Maud White, enroulée dans son velours comme une statue dans sa draperie, daigna m'envelopper d'un regard presque tendre de ses larges yeux verts, car cette Anglaise a les plus beaux yeux du monde, des yeux d'un vert de tige gâtés malheureusement par l'ovale un peu lâché du bas du visage; le frère, sir Reginald White, daigna incliner la cambrure de son torse et me marquer sa joie de connaître le collectionneur.
«La tête est lourde, me chuchotait tout bas Ethal, mais elle a une peau divine et... un corps!... mais rien à faire. Maud est chaste et répugne au contact de l'homme: une vocation ou un vice?... Mais la vérité est qu'elle joue _Zohar_... Oui, parfaitement, le frère et la sœur ensemble. Cela se dit, mais il ne me déplaît point de le croire. Dans l'intérêt de leur gloire il serait même imprudent de le démentir. Elle s'est fait une réputation dans l'Inceste et dans le Swinburne, ici, et dans le Baudelaire, à Londres. Elle révèle les poètes étrangers; elle nous dira, ce soir, du Baudelaire.»

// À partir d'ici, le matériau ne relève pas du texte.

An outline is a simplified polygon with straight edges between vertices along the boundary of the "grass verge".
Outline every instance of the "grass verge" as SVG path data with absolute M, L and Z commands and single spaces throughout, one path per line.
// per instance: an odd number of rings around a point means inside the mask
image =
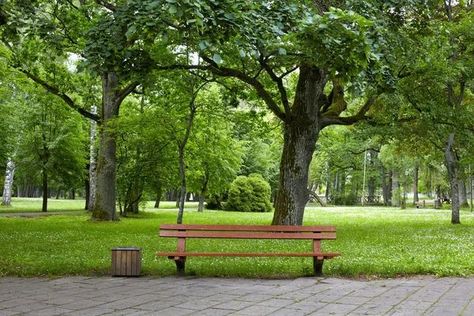
M 269 224 L 272 214 L 186 210 L 185 223 Z M 176 240 L 158 238 L 160 224 L 174 223 L 176 210 L 147 209 L 119 222 L 88 220 L 87 215 L 0 218 L 0 275 L 106 275 L 111 249 L 138 246 L 146 275 L 175 274 L 157 250 L 175 250 Z M 396 277 L 419 274 L 474 275 L 474 213 L 463 211 L 461 225 L 450 224 L 447 210 L 309 207 L 305 225 L 335 225 L 337 240 L 323 249 L 341 257 L 328 260 L 324 273 L 342 277 Z M 192 240 L 190 250 L 309 250 L 309 242 Z M 311 274 L 310 258 L 189 258 L 188 275 L 281 278 Z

Et m'emmenant au fond de l'atelier:
«Je ne vous présente pas à la duchesse; d'abord, vous n'êtes pas son type, et puis elle n'a d'yeux ce soir que pour l'Hindou de M. Schappman; elle va certainement le lui lever.--Et pourquoi alors inviter ce monstre?--La duchesse! elle meuble horriblement un salon et met en valeur la beauté des autres femmes. Quelle splendide idole elle fait sous ses diamants opimes et comme elle noircit sinistrement sous son fard! Je ne puis la regarder sans songer à la juive Esther, Esther que Mardochée fit macérer six mois dans la myrrhe et le cinname, avant de la présenter à Assuérus. Les chairs déteintes d'aromates, elle devait avoir ce ton-là; mais Esther était jeune, tandis que quarante ans de prostitution ont faisandé l'autre. Quelle belle putréfaction on sent sous l'émail de ce fard et dans les ravins de ces rides! J'aime son air de pestiférée et de vierge noire attifée de satin, comme on en voit dans les chapelles d'Espagne. Comme elle ferait bien, en Madone de l'Epouvante, dans un cortège de pénitents, de Goya. C'est Notre-Dame des Sept-Luxures, comme l'a appelée Forain un soir, au Savoy, et avouez que le nom lui va.

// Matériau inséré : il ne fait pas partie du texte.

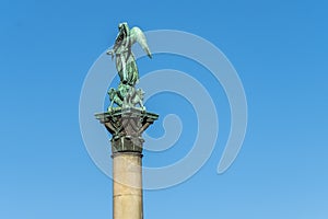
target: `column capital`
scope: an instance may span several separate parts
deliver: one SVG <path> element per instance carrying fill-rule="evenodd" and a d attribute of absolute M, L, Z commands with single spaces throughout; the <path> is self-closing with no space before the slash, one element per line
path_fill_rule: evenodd
<path fill-rule="evenodd" d="M 153 124 L 159 115 L 139 108 L 114 108 L 110 112 L 95 114 L 112 134 L 113 154 L 121 152 L 142 153 L 142 132 Z"/>

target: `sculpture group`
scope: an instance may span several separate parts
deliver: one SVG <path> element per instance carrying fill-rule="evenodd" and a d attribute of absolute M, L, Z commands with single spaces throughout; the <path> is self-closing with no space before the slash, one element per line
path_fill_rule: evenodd
<path fill-rule="evenodd" d="M 136 26 L 130 30 L 125 22 L 118 25 L 118 31 L 114 47 L 107 51 L 107 55 L 110 55 L 112 59 L 115 58 L 120 83 L 117 89 L 110 88 L 108 91 L 110 100 L 108 112 L 113 111 L 114 104 L 118 108 L 140 107 L 145 111 L 143 105 L 144 92 L 141 89 L 136 89 L 139 72 L 131 47 L 139 43 L 150 58 L 152 58 L 151 51 L 144 34 L 139 27 Z"/>

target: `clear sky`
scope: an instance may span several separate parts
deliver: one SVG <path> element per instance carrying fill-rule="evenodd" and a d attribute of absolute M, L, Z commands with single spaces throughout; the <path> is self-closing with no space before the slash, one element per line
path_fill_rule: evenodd
<path fill-rule="evenodd" d="M 2 0 L 0 218 L 112 218 L 112 181 L 85 150 L 79 100 L 89 69 L 121 21 L 210 41 L 237 70 L 248 102 L 244 146 L 218 175 L 229 105 L 220 84 L 201 72 L 221 108 L 222 137 L 187 182 L 144 192 L 144 218 L 328 218 L 327 8 L 324 0 Z M 161 55 L 141 59 L 140 68 L 141 76 L 163 68 L 201 71 Z M 157 166 L 188 152 L 196 135 L 191 105 L 164 93 L 149 108 L 180 115 L 187 125 L 178 146 L 145 152 L 144 163 Z M 162 122 L 150 134 L 163 132 Z"/>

«Je ne vous présente ni Schappman, ni l'Hindou de Schappman: ce cher Fred n'est intéressant que lorsqu'il donne le pourquoi de ses voyages au Japon, l'excursion qu'il entreprend au pays du Nippon, tous les printemps, en quittant Alexandrie. Il va là, dit-il, pour voir les pruniers en fleurs. Au fond, c'est une âme de modiste. Il aurait dû s'appeler Charlotte et beurrer des tartines aux petits-neveux de Wilhem Meister.
«Je parierais qu'il raconte à ces messieurs son enthousiasme des pruniers ou l'aventure de son dernier achat, le chapelet d'opales qu'il tient entortillé autour de son bras. Il les collectionne. Souvenirs d'Orient, ce sont des chapelets de la Mecque. Cela se trouve partout en Alger.

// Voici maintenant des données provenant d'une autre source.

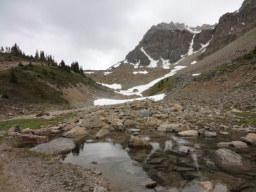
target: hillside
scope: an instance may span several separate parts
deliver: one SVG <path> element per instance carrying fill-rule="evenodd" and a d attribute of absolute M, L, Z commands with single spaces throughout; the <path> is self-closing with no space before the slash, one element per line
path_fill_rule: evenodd
<path fill-rule="evenodd" d="M 140 95 L 138 86 L 163 80 L 176 66 L 185 67 L 178 73 L 200 73 L 253 49 L 255 12 L 255 1 L 246 0 L 239 10 L 224 14 L 212 25 L 192 27 L 174 22 L 153 25 L 124 60 L 107 70 L 85 73 L 110 86 L 117 84 L 116 91 L 121 93 Z"/>
<path fill-rule="evenodd" d="M 82 108 L 106 95 L 121 98 L 83 74 L 34 58 L 1 53 L 0 115 Z"/>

«Quant à messieurs mes compatriotes, des John Bull sans importance, mais qui ne goûtent pas plus le séjour de Londres que votre serviteur. Tous collectionnent quelque chose: celui-ci, les fourreaux de sabre; celui-là, les boucles de ceinture de la reine Anne; cet autre, les souliers du roi de Rome ou les sabretaches du beau prince Murat; il faut bien faire quelque chose et, sinon s'occuper, occuper le monde de sa petite personne. D'ailleurs, ils ne comprennent pas un mot de français et ne parlent que l'argot, comme il sied à des étrangers de vice distingué.